Şükûfe Nihal beni dinlemedi
Samsatlı Saatçi Sarkis 30 Mart 2025

Şükûfe Nihal beni dinlemedi

Halide Edip ve Şükûfe Nihal kardeş gibiydiler. Tek fark şu olsa gerek; Halide şarkı, türkü severdi Nihal, Şükûfe ise şiir. Halide hiç şiir yazmadı. Ya da yazdıysa da bana göstermedi. O zaman makbul olan şiirdi ve Şükûfe yazdıklarını bana okuturdu. Ben de sırf, onun “bir tek sen beni anlıyorsun” demesinden mutlu olurdum. Kolay mı? Biri sana diyor ki, seni anladım… Tanışmamız da şöyle oldu: Saati bozulmuştu, her şeye ve her yere geç kalıyordu. Saatçi olmama rağmen ben de her şeye geç kalmış biriydim ve bu yüzden onu iyi anlıyordum. Geç kalmak kötü bir şeydir.  Bunu çok düşündüm, ben niye geç kalıyorum; sonra buldum, bunun altında yatan temel neden varmak istememektir. Gitmek istemediğimiz yere, kişiye, geç kalırız… Bu zamanla hayatımı olumsuz yönde etkiledi; baktım saatleri tamir ederken bile dikkatim dağılıyor ve saati bozulan kişi, birkaç gün sonra bana yapamadın diye fırça atıyor… Bu hal beni depresyona soktu; elim titredi… Kitap okurken de böyle oldu, bir kitap okumaya başladım ama kitabı da yazarı da sevmedim, anladım, okumak istemiyorum ve bana bu ağır geldi. Kaygılarım arttı. İlgilerim azaldı, hatta ilgilerim ağzına gem vurulan ata döndü; evet dizginler benim elimdeydi ama keyfim kaçtı. Bunu anlayacak kimse yoktu, bir gün Mazhar Osman’a sordum, dedim, geç kalıyorum… Dedi, ben hep geç kalırım… Güldü, sonra tahta kürsüyü altına çekti, neden geç kaldığını anlattı… Meğer ki ilgi çekmek için geç kalıyormuş, böylece, herkes onu bekliyor, ilgiler onda toplanıyormuş ve bekleyen kimseler hep onu düşünüyormuş… Okumuş adamların hali başka… Oysa titiz adamım ben, oysa geç kalmak bana yakışmaz…
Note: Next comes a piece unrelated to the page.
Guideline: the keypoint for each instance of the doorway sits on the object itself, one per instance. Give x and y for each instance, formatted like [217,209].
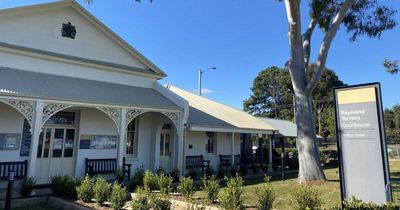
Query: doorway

İşte burada Şükûfe’yle birleştik, o da hep geç kalıyordu ve bu yüzden titizliği hastalığa dönüşmüştü ve dahası, en küçük bir ayrıntıyı bile günlerce düşünmek zorunda kalıyordu. Saatini tamir ettim, bana bir şiir hediye etti, bende şiiri çerçeveleyip duvara astım: Şimdi ne akşam var, ne ses ne dere/ Yolumuz ayrıldı başka ellere/Benzetti bizi bir kırık mermere/ Ruha zehir gibi damlayan o su…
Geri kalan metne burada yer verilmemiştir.